- Where is $f\colon\mathbb C\to\mathbb C,~z\mapsto |z|^2$ $\mathbb C$-differentiable? Is there a restriction of $f$ that is holomorphic?
- Is there an entire function $f$ with $\operatorname{Re}(f(x+\mathrm iy))=2xy$? If so, write it in the form of $f(z)$.
- For which $\alpha\in\mathbb R$ does an entire function $f$ exist with $\operatorname{Re}(f(x+\mathrm iy))=x^2+\alpha y^2$? If there is such a function write it in the form of $f(z)$.
- We can write $f(x+\mathrm i y)=u(x,y)+\mathrm iv(x,y)$ with $u(x,y)=x^2+y^2$ and $v(x,y)=0$. The Cauchy-Riemann equations yield $$\begin{align*}\frac{\partial u}{\partial x} = 2x &= 0 = \frac{\partial v}{\partial y}\\\frac{\partial u}{\partial y} = 2y &= 0 =-\frac{\partial v}{\partial x}.\end{align*}$$ This is only true for $x=y=0$ thus only for $z=0$. Hence I assume that only the restriction to $\{0\}$ would be holomorphic. Alternatively we know that $\overline z$ is not $\mathbb C$-differentiable thus $f(z)=z\overline z$ isn't either for all $z\neq 0$.

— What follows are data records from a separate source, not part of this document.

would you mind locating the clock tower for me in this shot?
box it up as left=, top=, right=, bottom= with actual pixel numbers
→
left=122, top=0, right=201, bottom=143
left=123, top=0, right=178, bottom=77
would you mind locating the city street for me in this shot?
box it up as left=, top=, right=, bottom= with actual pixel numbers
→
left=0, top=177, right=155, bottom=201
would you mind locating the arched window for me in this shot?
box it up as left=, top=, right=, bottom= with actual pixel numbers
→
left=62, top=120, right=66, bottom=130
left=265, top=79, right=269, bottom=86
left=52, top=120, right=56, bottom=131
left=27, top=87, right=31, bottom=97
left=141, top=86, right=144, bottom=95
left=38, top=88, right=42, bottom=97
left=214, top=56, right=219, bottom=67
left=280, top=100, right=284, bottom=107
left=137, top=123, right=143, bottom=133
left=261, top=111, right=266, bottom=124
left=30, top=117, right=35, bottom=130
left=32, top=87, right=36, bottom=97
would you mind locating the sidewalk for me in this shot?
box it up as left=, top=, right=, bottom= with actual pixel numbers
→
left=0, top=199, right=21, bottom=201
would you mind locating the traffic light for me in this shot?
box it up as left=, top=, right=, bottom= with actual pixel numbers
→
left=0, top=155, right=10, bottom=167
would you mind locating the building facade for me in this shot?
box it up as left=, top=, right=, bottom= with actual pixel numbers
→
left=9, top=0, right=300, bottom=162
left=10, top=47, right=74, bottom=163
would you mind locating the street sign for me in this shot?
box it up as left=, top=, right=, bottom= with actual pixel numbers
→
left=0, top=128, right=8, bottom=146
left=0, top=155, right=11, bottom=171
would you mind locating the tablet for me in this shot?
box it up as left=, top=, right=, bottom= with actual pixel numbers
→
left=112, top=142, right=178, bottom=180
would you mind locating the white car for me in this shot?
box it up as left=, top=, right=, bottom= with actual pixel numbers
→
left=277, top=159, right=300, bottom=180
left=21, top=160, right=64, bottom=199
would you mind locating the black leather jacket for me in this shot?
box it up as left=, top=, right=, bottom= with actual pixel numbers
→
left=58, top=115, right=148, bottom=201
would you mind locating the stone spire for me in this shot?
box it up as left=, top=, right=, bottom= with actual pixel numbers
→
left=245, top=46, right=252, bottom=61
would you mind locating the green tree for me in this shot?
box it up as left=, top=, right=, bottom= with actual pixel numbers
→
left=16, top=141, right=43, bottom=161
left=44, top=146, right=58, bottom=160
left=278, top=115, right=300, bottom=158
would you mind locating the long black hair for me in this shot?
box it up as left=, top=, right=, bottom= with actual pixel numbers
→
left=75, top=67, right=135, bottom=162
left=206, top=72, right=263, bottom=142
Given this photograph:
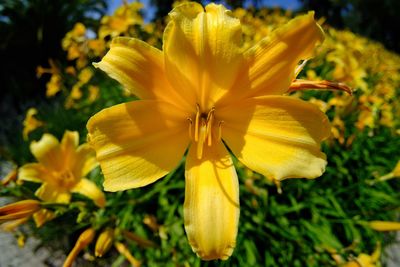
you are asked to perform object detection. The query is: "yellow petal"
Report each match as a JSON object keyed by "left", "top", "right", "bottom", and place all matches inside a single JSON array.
[
  {"left": 164, "top": 2, "right": 244, "bottom": 111},
  {"left": 18, "top": 163, "right": 49, "bottom": 183},
  {"left": 30, "top": 133, "right": 63, "bottom": 171},
  {"left": 184, "top": 141, "right": 239, "bottom": 260},
  {"left": 219, "top": 12, "right": 324, "bottom": 105},
  {"left": 94, "top": 37, "right": 191, "bottom": 111},
  {"left": 35, "top": 183, "right": 71, "bottom": 203},
  {"left": 72, "top": 144, "right": 99, "bottom": 178},
  {"left": 87, "top": 100, "right": 190, "bottom": 191},
  {"left": 218, "top": 96, "right": 330, "bottom": 181},
  {"left": 61, "top": 130, "right": 79, "bottom": 167},
  {"left": 72, "top": 178, "right": 106, "bottom": 208}
]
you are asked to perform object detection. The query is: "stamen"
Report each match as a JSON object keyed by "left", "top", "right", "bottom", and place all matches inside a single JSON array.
[
  {"left": 288, "top": 79, "right": 353, "bottom": 95},
  {"left": 194, "top": 104, "right": 200, "bottom": 141},
  {"left": 197, "top": 119, "right": 207, "bottom": 159},
  {"left": 274, "top": 179, "right": 283, "bottom": 194},
  {"left": 206, "top": 107, "right": 215, "bottom": 146}
]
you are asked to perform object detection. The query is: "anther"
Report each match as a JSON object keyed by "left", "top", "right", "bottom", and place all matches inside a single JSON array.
[{"left": 194, "top": 104, "right": 200, "bottom": 141}]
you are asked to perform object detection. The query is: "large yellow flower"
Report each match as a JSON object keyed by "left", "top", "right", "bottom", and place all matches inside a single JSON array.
[
  {"left": 19, "top": 131, "right": 105, "bottom": 207},
  {"left": 87, "top": 3, "right": 338, "bottom": 260}
]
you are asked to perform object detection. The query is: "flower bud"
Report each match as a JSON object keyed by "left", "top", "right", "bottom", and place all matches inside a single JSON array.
[{"left": 95, "top": 228, "right": 114, "bottom": 257}]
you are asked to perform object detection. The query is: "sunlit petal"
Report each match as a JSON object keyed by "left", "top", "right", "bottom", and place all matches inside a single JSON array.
[
  {"left": 164, "top": 2, "right": 244, "bottom": 111},
  {"left": 94, "top": 37, "right": 191, "bottom": 111},
  {"left": 87, "top": 100, "right": 190, "bottom": 191},
  {"left": 184, "top": 141, "right": 239, "bottom": 260},
  {"left": 218, "top": 12, "right": 324, "bottom": 106},
  {"left": 72, "top": 178, "right": 106, "bottom": 207},
  {"left": 218, "top": 96, "right": 330, "bottom": 181},
  {"left": 60, "top": 130, "right": 79, "bottom": 167}
]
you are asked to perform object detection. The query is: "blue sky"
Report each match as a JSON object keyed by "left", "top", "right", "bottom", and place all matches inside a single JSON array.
[{"left": 107, "top": 0, "right": 301, "bottom": 19}]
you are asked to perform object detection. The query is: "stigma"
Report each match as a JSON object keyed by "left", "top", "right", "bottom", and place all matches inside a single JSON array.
[{"left": 188, "top": 105, "right": 223, "bottom": 159}]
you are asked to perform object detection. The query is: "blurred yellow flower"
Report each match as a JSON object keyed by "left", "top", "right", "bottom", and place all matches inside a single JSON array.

- If $f$ is entire and thus holomorphic the Cauchy-Riemann equations hold hence we are looking for a function $$f(x+\mathrm i y) = 2xy + \mathrm i v(x,y)$$ which suffices $$\frac{\partial u}{\partial x}=2y,\qquad \frac{\partial u}{\partial y}=2x.$$ Applying the C-R equations yields $$\frac{\partial v}{\partial x}=-2x,\qquad \frac{\partial v}{\partial y}=2y.$$ Therefore we get $$v(x,y)=\int\frac{\partial v}{\partial x}\mathrm dx+g(y) = -x^2+c_1+g(y)$$ for a function $g(y)$ that has to be found and an arbitrary additive constant $c_1$. Since $$\frac{\partial(-x^2+c_1+g(y))}{\partial y}=g'(y)=2y=\frac{\partial v}{\partial y}$$ we know that $$g(y)=\int g'(y)\mathrm dy = y^2+c_2$$ for another arbitrary constant $c_2$ hence $v(x,y)=-x^2+y^2+(c_1+c_2)$ and finally $$f(x+\mathrm iy)=2xy +\mathrm i(-x^2+y^2+(c_1+c_2)).$$
- Similiarly to 2. we have $$f(x+\mathrm iy)=(x^2+\alpha y^2)+\mathrm iv(x,y)$$ which suffices $$\begin{align*}\frac{\partial u}{\partial x} = 2x &= 2x = \frac{\partial v}{\partial y}\\\frac{\partial u}{\partial y} = 2\alpha y &= 2\alpha y =-\frac{\partial v}{\partial x}.\end{align*}$$ Once again we obtain $$v(x,y)=\int\frac{\partial v}{\partial x}\mathrm dx + g(y) = -2\alpha yx+c_1+ g(y)$$ where partial differentiation of the expression yields $$\frac{\partial (-2\alpha yx+c_1+ g(y))}{\partial y} = -2\alpha x+g'(y)=2x=\frac{\partial v}{\partial y}\implies g'(y)=2x(1+\alpha).$$ Therefore we obtain $$g(y)=2x(1+\alpha)\int \mathrm dy = 2xy(1+\alpha)+c_2\implies v(x,y)=2xy+(c_1+c_2).$$ A partial derivation for $x$ yields $\alpha =-1$ and finally $$f(x+\mathrm iy)=(x^2-y^2)+\mathrm i(2xy+(c_1+c_2))$$ as the only function to suffice the given properties.
I am looking for feedback on my current solutions - are they even correct? And what can be optimized?
EDIT: Apparently I should rewrite my solutions for 2. and 3. as polynomials $f(z)$ in $z$ where i have to find appropriate coefficients. How may I do so?